Finalement, loin d'être un homme d'action, puisque le suicide est considéré par Alain comme l'unique geste qu'il importe d'accomplir pour prouver que l'on est maître de sa peau (cf. p. 172), notre feu follet n'est qu'un rêveur et, une nouvelle fois, un impuissant, un homme creux, qui décide de se donner la mort après qu'il a compris que Solange ne veut pas de lui, qu'elle ne l'aime pas et que, par son refus, elle a répondu pour toutes les autres femmes, non seulement pour Dorothy mais aussi pour Lydia, et pour tant d'autres femmes, aussi mal prises que mal aimées, toutes rejetées, pas même encore rencontrées mais qui porteront sur lui, une fois sa beauté évanouie, un regard de plus en plus dur et dégoûté, toutes ces femmes volages et aimantes, qui, dans l'esprit et sur la chair d'Alain, n'auront même pas laissé un souffle, puisque c'est la destinée, banale et répugnante, des hommes qui n'auront été aimés, comme Gonzague ou Alain, que des femmes qu'ils n'ont pas aimées, «ou de femmes perdues qui aimaient leur perte» dans la leur (Adieu à Gonzague, p. 179), que de ne jamais savoir recevoir, si soudain ils avaient su donner (cf. p. 180).

Notes
(1) Sauf indication contraire, les pages indiquées entre parenthèses renvoient à nos éditions respectives, Gallimard et les Éditions RN, jeune maison aux beaux titres qu'il faut bien évidemment soutenir. Le texte cité se trouve à la page 19 de Récit secret.

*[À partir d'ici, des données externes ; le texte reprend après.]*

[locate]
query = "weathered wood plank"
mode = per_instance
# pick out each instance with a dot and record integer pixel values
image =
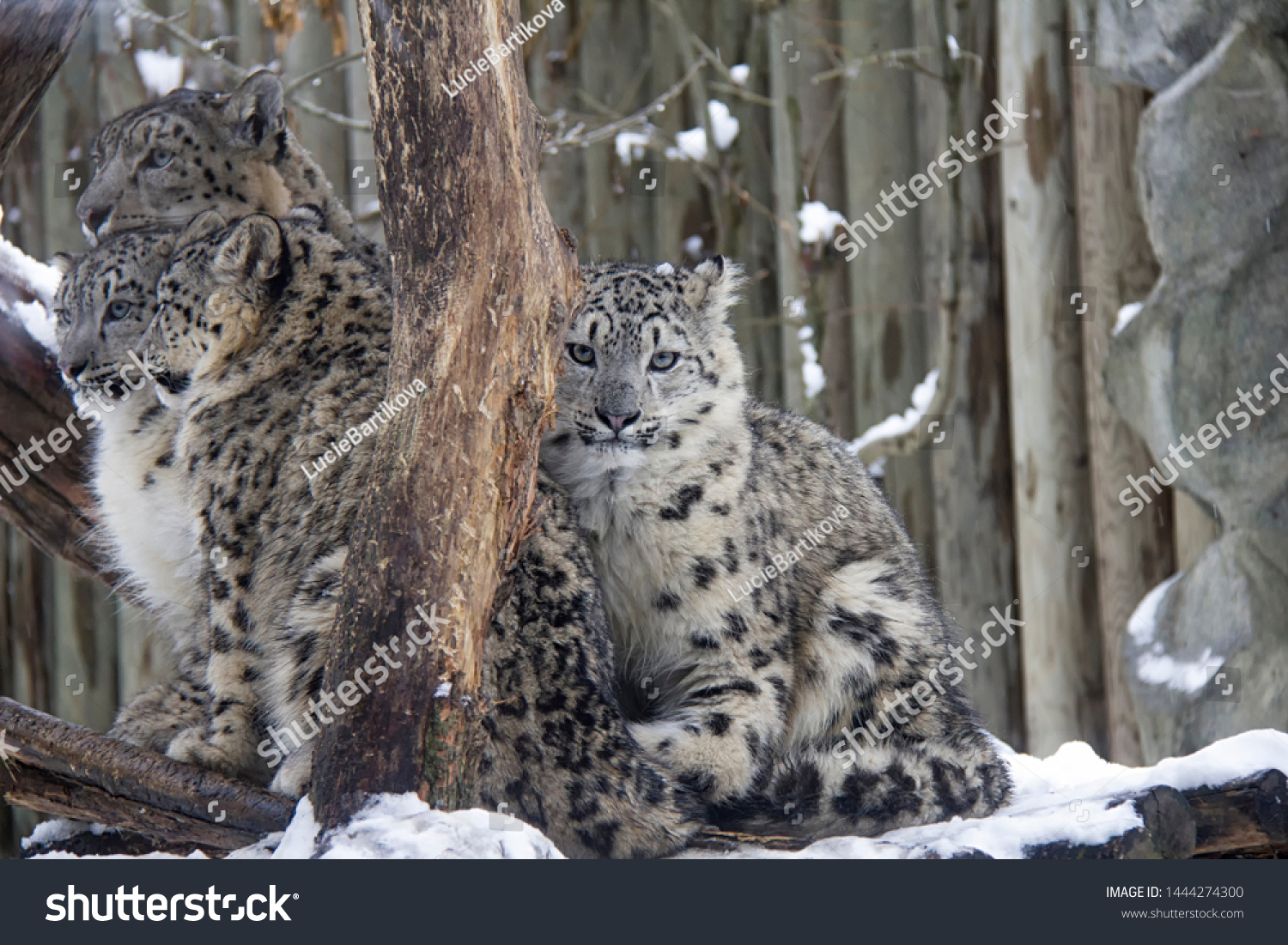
(1133, 554)
(1061, 653)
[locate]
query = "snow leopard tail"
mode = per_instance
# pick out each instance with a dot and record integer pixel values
(855, 788)
(559, 754)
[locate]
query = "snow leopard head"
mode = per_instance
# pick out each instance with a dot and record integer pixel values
(103, 306)
(648, 355)
(191, 151)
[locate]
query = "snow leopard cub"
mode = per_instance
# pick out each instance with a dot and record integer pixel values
(277, 337)
(762, 592)
(105, 303)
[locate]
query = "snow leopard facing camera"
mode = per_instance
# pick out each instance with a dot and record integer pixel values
(762, 595)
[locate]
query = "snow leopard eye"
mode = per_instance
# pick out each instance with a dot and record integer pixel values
(118, 309)
(159, 157)
(662, 360)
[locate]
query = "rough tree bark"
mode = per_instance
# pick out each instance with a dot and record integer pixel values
(483, 285)
(53, 506)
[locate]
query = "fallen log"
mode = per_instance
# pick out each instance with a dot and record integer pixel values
(57, 767)
(1243, 818)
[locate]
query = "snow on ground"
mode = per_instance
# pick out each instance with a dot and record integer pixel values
(896, 424)
(1072, 796)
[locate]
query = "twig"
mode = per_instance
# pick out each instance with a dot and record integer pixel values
(321, 70)
(890, 58)
(576, 138)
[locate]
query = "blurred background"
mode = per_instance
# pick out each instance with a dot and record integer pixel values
(1004, 355)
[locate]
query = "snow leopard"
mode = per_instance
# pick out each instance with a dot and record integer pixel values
(769, 610)
(191, 151)
(105, 303)
(275, 339)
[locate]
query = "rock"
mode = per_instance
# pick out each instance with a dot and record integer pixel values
(1156, 41)
(1215, 659)
(1225, 277)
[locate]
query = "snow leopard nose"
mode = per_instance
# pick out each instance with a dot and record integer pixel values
(617, 421)
(97, 218)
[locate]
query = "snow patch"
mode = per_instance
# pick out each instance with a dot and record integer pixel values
(1157, 667)
(1073, 796)
(818, 221)
(1125, 314)
(896, 424)
(160, 71)
(630, 146)
(692, 144)
(33, 317)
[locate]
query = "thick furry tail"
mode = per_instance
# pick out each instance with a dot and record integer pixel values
(841, 791)
(559, 754)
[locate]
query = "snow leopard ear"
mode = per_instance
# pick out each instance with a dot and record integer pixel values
(200, 227)
(254, 255)
(714, 286)
(255, 108)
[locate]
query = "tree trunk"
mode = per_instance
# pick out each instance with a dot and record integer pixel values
(483, 285)
(35, 36)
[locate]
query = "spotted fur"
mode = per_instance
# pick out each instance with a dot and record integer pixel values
(276, 339)
(193, 151)
(762, 595)
(103, 306)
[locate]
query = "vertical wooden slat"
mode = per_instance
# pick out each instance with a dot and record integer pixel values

(2) «Autour de quoi tout le désespoir d'Alain tournait-il donc ?» se demande ainsi Dubourg (p. 88).
(3) «Mais il n'avait pas d'idées, il en manquait atrocement : son esprit, c'était une pauvre carcasse récurée par les vautours qui planent sur les grandes villes creuses» (p. 113).
(4) C'est dans Adieu à Gonzague que Drieu la Rochelle définira l'homme chrétien, duquel Gonzague se rapproche mais, dans le même mouvement, s'écarte : «Car enfin quelle différence y a-t-il entre un païen et un chrétien ? Guère. Une mince différence sur l'interprétation de la Nature. Le païen croit à la nature telle qu'elle se montre; le chrétien croit à la nature, mais selon l'envers qu'il lui suppose. Il croit que c'est un symbole, une étoffe tachée de symboles. Au jour de la vie éternelle il retourne l'étoffe et il a la réalité du monde : Dieu. Donc le païen et le chrétien ont l'ancienne croyance, croient à la réalité du monde. Tu ne croyais pas à la réalité du monde. Tu croyais à mille petites choses, mais pas au monde. Ces mille petites choses étaient les symptômes du grand rien. Tu étais superstitieux. Doux et cruel refuge des enfants révoltés et fidèles jusqu'à la mort à leur révolte : tu te prosternais devant un timbre-poste, un gant, un revolver. Un arbre ne te disait rien, mais une allumette était chargée de puissance» (pp. 180-1).